What is another book? It’s a question I’ve thought about all my life. Teaching in prison, I knew with deep certainty that books save lives. Outside of prison, though, I’m never quite as sure. Perhaps, I’m realizing now, this is one selfish reason I spend time teaching in prison; to believe that something I love is not frivolous, not unnecessary, not beloved merely to those who can afford to buy or display or gab professionally about them. But the books I’m describing protest against ignorance, against the things that distort us and make us ugly. These creators, like their books, feel to me like flames that refuse to be extinguished.
And I was happy when the publishers I met already knew books from Taiwan. I beamed whenever they said—and they all said it, with heart—that Taiwan makes beautiful books, just beautiful books. It’s hard to narrow down the titles they love, so I’ll just share the work of two Taiwanese authors, Bei Lynn and Liu Hsu-Kong, who visited FIL and did workshops with children and artists and children-artists.

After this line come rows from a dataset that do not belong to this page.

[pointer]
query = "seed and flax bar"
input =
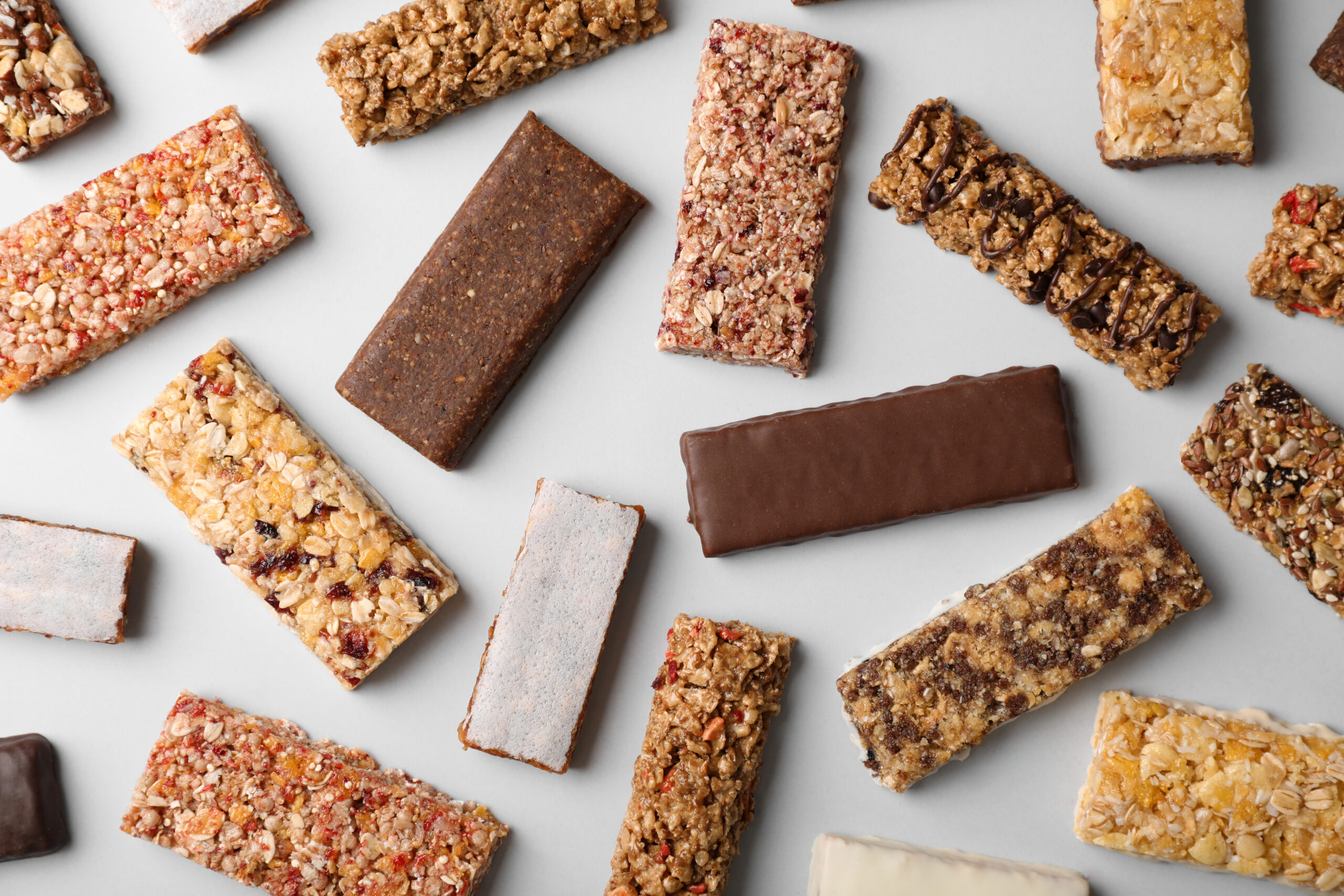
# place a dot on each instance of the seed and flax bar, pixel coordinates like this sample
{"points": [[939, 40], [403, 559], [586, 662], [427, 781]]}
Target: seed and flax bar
{"points": [[1232, 792], [136, 244], [1275, 464], [761, 164], [62, 581], [256, 800], [1119, 303], [1174, 80], [435, 58], [691, 797], [47, 88], [1014, 645], [1303, 265], [537, 672], [296, 525]]}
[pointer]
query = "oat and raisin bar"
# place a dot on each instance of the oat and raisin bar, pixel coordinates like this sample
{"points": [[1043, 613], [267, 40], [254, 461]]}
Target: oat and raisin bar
{"points": [[1303, 265], [691, 797], [1016, 644], [47, 88], [435, 58], [301, 530], [761, 164], [1232, 792], [1119, 303], [133, 245], [255, 798], [1275, 465], [1172, 82]]}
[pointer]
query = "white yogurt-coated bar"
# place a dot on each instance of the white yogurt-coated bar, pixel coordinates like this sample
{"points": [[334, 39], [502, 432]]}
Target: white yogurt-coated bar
{"points": [[874, 867]]}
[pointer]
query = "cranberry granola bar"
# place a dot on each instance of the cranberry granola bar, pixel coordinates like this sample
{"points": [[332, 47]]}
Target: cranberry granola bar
{"points": [[691, 797], [286, 515], [1119, 303], [1015, 645], [761, 164], [256, 800], [1230, 792], [1275, 464], [136, 244]]}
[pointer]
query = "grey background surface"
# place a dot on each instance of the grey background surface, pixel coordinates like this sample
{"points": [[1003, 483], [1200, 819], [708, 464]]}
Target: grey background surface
{"points": [[601, 412]]}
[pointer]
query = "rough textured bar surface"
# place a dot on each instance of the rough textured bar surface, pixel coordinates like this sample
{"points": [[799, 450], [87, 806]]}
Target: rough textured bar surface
{"points": [[301, 530], [435, 58], [1275, 465], [537, 672], [488, 293], [62, 581], [1232, 792], [1014, 645], [1174, 81], [973, 441], [256, 800], [1303, 265], [1119, 303], [136, 244], [691, 797], [761, 164]]}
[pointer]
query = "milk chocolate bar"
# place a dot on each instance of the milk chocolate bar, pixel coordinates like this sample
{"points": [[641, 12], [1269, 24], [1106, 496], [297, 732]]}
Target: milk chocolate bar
{"points": [[488, 293], [973, 441]]}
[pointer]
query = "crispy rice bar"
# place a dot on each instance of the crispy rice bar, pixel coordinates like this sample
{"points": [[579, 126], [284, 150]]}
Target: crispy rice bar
{"points": [[1303, 265], [1015, 645], [256, 800], [691, 797], [296, 525], [1275, 464], [136, 244], [1232, 792], [435, 58], [1119, 303], [761, 164], [1174, 80]]}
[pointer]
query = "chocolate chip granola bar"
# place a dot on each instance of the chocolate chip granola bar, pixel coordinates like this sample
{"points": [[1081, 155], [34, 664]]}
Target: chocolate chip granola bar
{"points": [[1275, 465], [256, 800], [286, 515], [1119, 303], [691, 797], [761, 164], [1015, 645]]}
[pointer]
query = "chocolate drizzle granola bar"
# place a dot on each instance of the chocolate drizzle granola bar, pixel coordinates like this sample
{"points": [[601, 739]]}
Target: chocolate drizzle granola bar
{"points": [[1275, 464], [1119, 303], [256, 800], [714, 698], [1014, 645]]}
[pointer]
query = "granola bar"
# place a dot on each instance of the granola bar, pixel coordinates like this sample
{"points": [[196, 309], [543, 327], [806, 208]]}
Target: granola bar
{"points": [[691, 797], [1119, 303], [62, 581], [537, 672], [133, 245], [256, 800], [1275, 464], [435, 58], [761, 164], [301, 530], [1232, 792], [1174, 81], [1015, 645], [1303, 265]]}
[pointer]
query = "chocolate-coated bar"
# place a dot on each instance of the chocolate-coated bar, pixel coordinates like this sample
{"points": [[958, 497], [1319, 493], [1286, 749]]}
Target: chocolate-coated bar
{"points": [[492, 288], [973, 441]]}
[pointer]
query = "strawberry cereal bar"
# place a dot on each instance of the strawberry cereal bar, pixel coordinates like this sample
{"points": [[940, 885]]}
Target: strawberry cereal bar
{"points": [[256, 800], [296, 525], [135, 245]]}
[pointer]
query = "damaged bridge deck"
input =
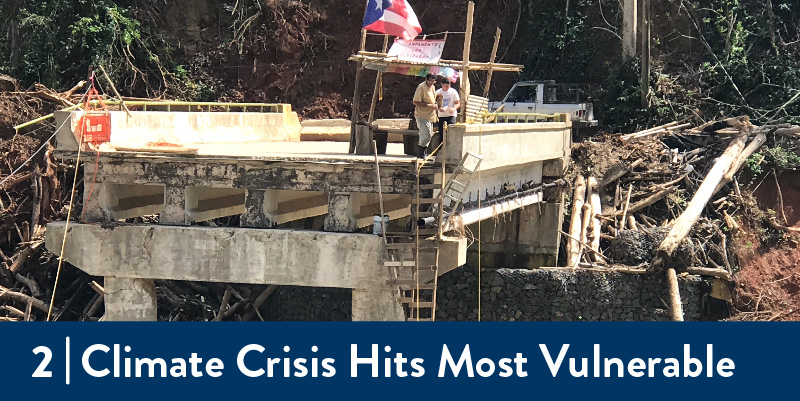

Americans read little in translation, publishing among the fewest translated books in the world. In children’s publishing, the numbers are even lower than in adult fiction; there are no exact numbers, but it’s estimated to be less than 1 percent. This is shameful. To give you an idea of just how little this is, an estimated 150 children’s books were translated last year. If you think about how big the world is—195 countries—that means American publishers purchase less than one book per country. According to a thoughtful Asian American editor who’s bought books from Taiwan, a big reason may have to do with prizes; the Caldecott Medal, the most prestigious honor for picture books in the U.S., can’t be awarded to non-American authors. As a result, publishers are reluctant to purchase books that aren’t eligible. (Can’t someone make a new prize? Or organize to change the rules of this one?) Meanwhile, American primary and secondary education is American-centric, American culture is exported worldwide, and Americans are famously largely monolingual. So how will children in America learn about other places? Only the privileged can learn through travel; the rest will need books.
If you’ve noticed that I keep talking about women rather than people, it’s not an accident: with the exception of several men, every editor, agent, or publisher I met was a woman.
That the children’s book industry is dominated by women first struck me this April, when I visited the Bologna Book Fair, the world’s biggest fair for children’s books. Women editors, women agents, women publishers… there’s a bit more parity among writers and illustrators, but that’s all.
It shouldn’t surprise me that women are doing the labor of communicating with children. And yet. For the past two decades, I’ve kept ending up in spaces whose professionals or volunteers are majority women: schools (teachers, tutors, counselors, librarians); homeless shelters (providing food, dispensing soap); prisons (teachers, tutors); legal aid (food stamps, wage theft, housing conditions—this work is predominantly performed by women and, within the law, the least well-compensated); refugee welcome groups; detention centers for immigrants.
“What’s your ratio of men to women volunteers?” I asked a staffer at RAICES, an immigrants’ rights organization, one summer when Albert and I volunteered, helping families that had been separated apply for asylum.
“Ratio?” she repeated, laughing. “There’s no ratio; it’s all women.”
Publishing is not a refugee help center—money can be made, and children’s books make more than other genres—but certainly it’s less profitable than television and movies. Few enterprises conjure such an uneven response among the intelligentsia. What does it sound like to say you make books for children, especially little ones? Cute, whimsical, maybe even beatific (we’re inclined to thank a woman, but tell a man he’s special and bold); steeped in memories and associations (the lucky among us will instantly recollect our favorite books, days spent looking at pictures and daydreaming); philosophical (but not intellectually rigorous); moral (but impractical?), urgent (yet escapist?).
These muddled, contradictory impressions mix delight and nostalgia with unexplored misogyny and a refusal to take children seriously as people. Only dreamers will do it, the attitude seems to be; the rest of us carry on with the Earth, destroying or saving it, employing machines to think and work faster. (A children’s book writer might write about a machine that takes out one of its own screws and eats it while sitting under a tree; a chestnut falls on its head, whereupon he examines the nut and decides to use it as a substitute for the now digested screw.)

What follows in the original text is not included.